Your conclusion - large glycogen storage capacity but low glycogen blood levels - is there more you can explain about that?  Like why do you think/understand that to be better than the alternative (not sure what the untrained or average person would be like) - and IF you fill the glycogen storage (like you did by backloading) does this help afterwards eg. with a particular style eating afterwards (again trying to see why a large glycogen storage capacity is useful, considering body fat has a pretty large capacity)?

 
 
Matt,

Glucose exists as free molecules in your blood (free glucose), but is stored as a long polymer in muscles and liver – this is glycogen. The benefit of the setup I am scribing is that it keeps muscles filled with glycogen, which is necessary for intense, explosive movements, but avoids large and regular spikes in blood glucose, which are not a good idea from a health standpoint.

As for the 6 cups of rice - I guess I have quite a capacity. On a different occasion I did a similar thing with 1 lb of meat and 2 lbs potatoes, plus half gallon of milk.
 
Ok - thanks for the clarification.  I understand now - you did say that in your first now I re-read it (I got distracted with boluses :)).

I think I like this self-experimentation if it means feasting !  You do have quite the capacity!  My strongman mate eats a dozen eggs for breakfast (with probably other "sides") - and he is 140kgs - I thought that was a lot...
 
Scientist,

I have experienced similar results with back-loading.  I have a history of wonky blood sugar and so I was looking for something that would give me even energy through the day like a low carb diet but also have me firing on all cylinders when it is time to train.  Carb backloading did the trick.

A couple of notes: I train just before lunch, and I have found that I can back load either at lunch or  in the evening with no ill effects.  This makes me wonder if the efficacy of back-loading is really because of GLUT4 mediation or is it just that there there is someplace to store all of that glucose without having to resort to fat storage.   Also, I found that rather than one monster backload per week, I could backload a smaller amount (maybe 150g on average) after each workout (2-3 times per week) and get similar results.

-Chris

 
 
Have you tried "carb feasting" with different glycemic load carbs?
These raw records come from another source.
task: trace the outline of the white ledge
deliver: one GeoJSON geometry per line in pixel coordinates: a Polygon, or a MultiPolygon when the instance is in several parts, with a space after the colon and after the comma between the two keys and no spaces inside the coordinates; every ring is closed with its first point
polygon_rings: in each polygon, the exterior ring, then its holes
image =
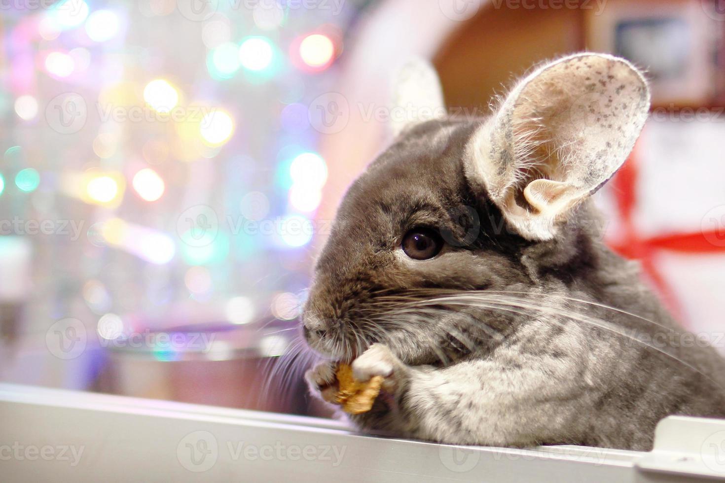
{"type": "Polygon", "coordinates": [[[663,420],[649,453],[464,448],[328,419],[0,384],[3,482],[712,481],[725,476],[718,448],[725,456],[725,421],[695,418],[663,420]]]}

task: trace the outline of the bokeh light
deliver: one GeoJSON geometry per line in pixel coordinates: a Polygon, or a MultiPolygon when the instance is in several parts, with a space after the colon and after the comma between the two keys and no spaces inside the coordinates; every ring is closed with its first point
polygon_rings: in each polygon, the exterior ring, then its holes
{"type": "Polygon", "coordinates": [[[320,190],[294,185],[289,190],[289,204],[304,213],[311,213],[316,210],[321,201],[322,192],[320,190]]]}
{"type": "Polygon", "coordinates": [[[49,14],[56,28],[65,30],[83,22],[88,15],[88,6],[83,0],[64,0],[54,5],[49,14]]]}
{"type": "Polygon", "coordinates": [[[247,297],[234,297],[225,306],[227,320],[232,324],[244,324],[254,319],[254,304],[247,297]]]}
{"type": "Polygon", "coordinates": [[[184,275],[184,283],[189,292],[208,293],[212,290],[212,276],[205,266],[192,266],[184,275]]]}
{"type": "Polygon", "coordinates": [[[20,119],[30,121],[38,115],[38,101],[36,98],[25,94],[15,99],[15,114],[20,119]]]}
{"type": "Polygon", "coordinates": [[[110,203],[118,195],[118,184],[110,176],[97,176],[88,181],[86,192],[94,201],[110,203]]]}
{"type": "Polygon", "coordinates": [[[15,185],[22,191],[35,191],[41,184],[41,175],[33,168],[25,168],[15,175],[15,185]]]}
{"type": "Polygon", "coordinates": [[[289,175],[295,185],[319,188],[327,181],[327,164],[316,153],[302,153],[289,167],[289,175]]]}
{"type": "Polygon", "coordinates": [[[167,80],[156,79],[146,84],[144,100],[157,112],[167,114],[176,106],[179,94],[167,80]]]}
{"type": "Polygon", "coordinates": [[[115,314],[106,314],[99,319],[96,332],[106,340],[117,339],[123,335],[123,321],[115,314]]]}
{"type": "Polygon", "coordinates": [[[239,49],[231,42],[223,43],[210,52],[210,72],[215,77],[228,79],[239,70],[239,49]]]}
{"type": "Polygon", "coordinates": [[[247,70],[264,70],[272,64],[273,59],[274,48],[265,37],[249,37],[239,46],[239,61],[247,70]]]}
{"type": "Polygon", "coordinates": [[[73,73],[75,62],[73,58],[63,52],[51,52],[46,57],[46,70],[59,77],[67,77],[73,73]]]}
{"type": "Polygon", "coordinates": [[[327,35],[313,33],[305,37],[299,44],[299,56],[310,67],[323,70],[334,59],[335,44],[327,35]]]}
{"type": "Polygon", "coordinates": [[[301,215],[289,215],[282,219],[279,236],[287,245],[294,248],[304,246],[314,235],[312,222],[301,215]]]}
{"type": "Polygon", "coordinates": [[[194,240],[194,245],[181,245],[181,255],[189,265],[219,264],[229,255],[229,237],[223,232],[207,230],[200,237],[191,237],[188,232],[181,237],[181,240],[190,239],[194,240]]]}
{"type": "Polygon", "coordinates": [[[278,293],[272,299],[270,308],[272,315],[281,320],[297,319],[301,309],[299,298],[289,292],[278,293]]]}
{"type": "Polygon", "coordinates": [[[96,10],[86,21],[86,33],[94,42],[105,42],[117,35],[121,21],[118,14],[112,10],[96,10]]]}
{"type": "Polygon", "coordinates": [[[109,245],[157,265],[171,261],[176,253],[176,245],[169,235],[120,218],[104,223],[101,235],[109,245]]]}
{"type": "Polygon", "coordinates": [[[234,120],[224,111],[214,109],[204,117],[199,128],[208,145],[221,146],[229,140],[234,132],[234,120]]]}
{"type": "Polygon", "coordinates": [[[144,168],[133,176],[133,189],[146,201],[155,201],[164,194],[164,180],[151,168],[144,168]]]}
I've played a lot with keto and carb-loading, and rice has nowhere near the coma-inducing effects on me as a wheat- or sugar-heavy meal. Potatoes too, feel like a much stronger insulin response. (to be clear, I don't mean I actually end up in a coma, but I get that heavy, sleepy feeling after significant wheat/sugar consumption)
 
I have done potatoes, but always mixed with meat, and have never felt off from it (but I haven't tested glucose under these same conditions). I only eat wheat in small amounts on rare occasions, and large amounts of sugar never happen. I spent several years doing cell biology research on non-alcoholic fatty liver disease, and ever since I have avoided added sugars almost completely. Sucrose and HFCS are not equivalent to starch, both from a  health perspective, and also from a performance perspective, in that fructose can't be used to refill muscle glycogen – the liver bears nearly the entire metabolic load.
 
Scientist, cool self-experiment.  About minute 19 Kiefer gets into the weirdness where carb feasting makes you lean:

http://youtu.be/nlgfaMYdTpI

There's been a few threads on this lately.  My guess is it's not the training itself that keeps you lean, but simply having muscle.
 
you gotta earn your carbs - a lot of truth in the old adage  perhaps?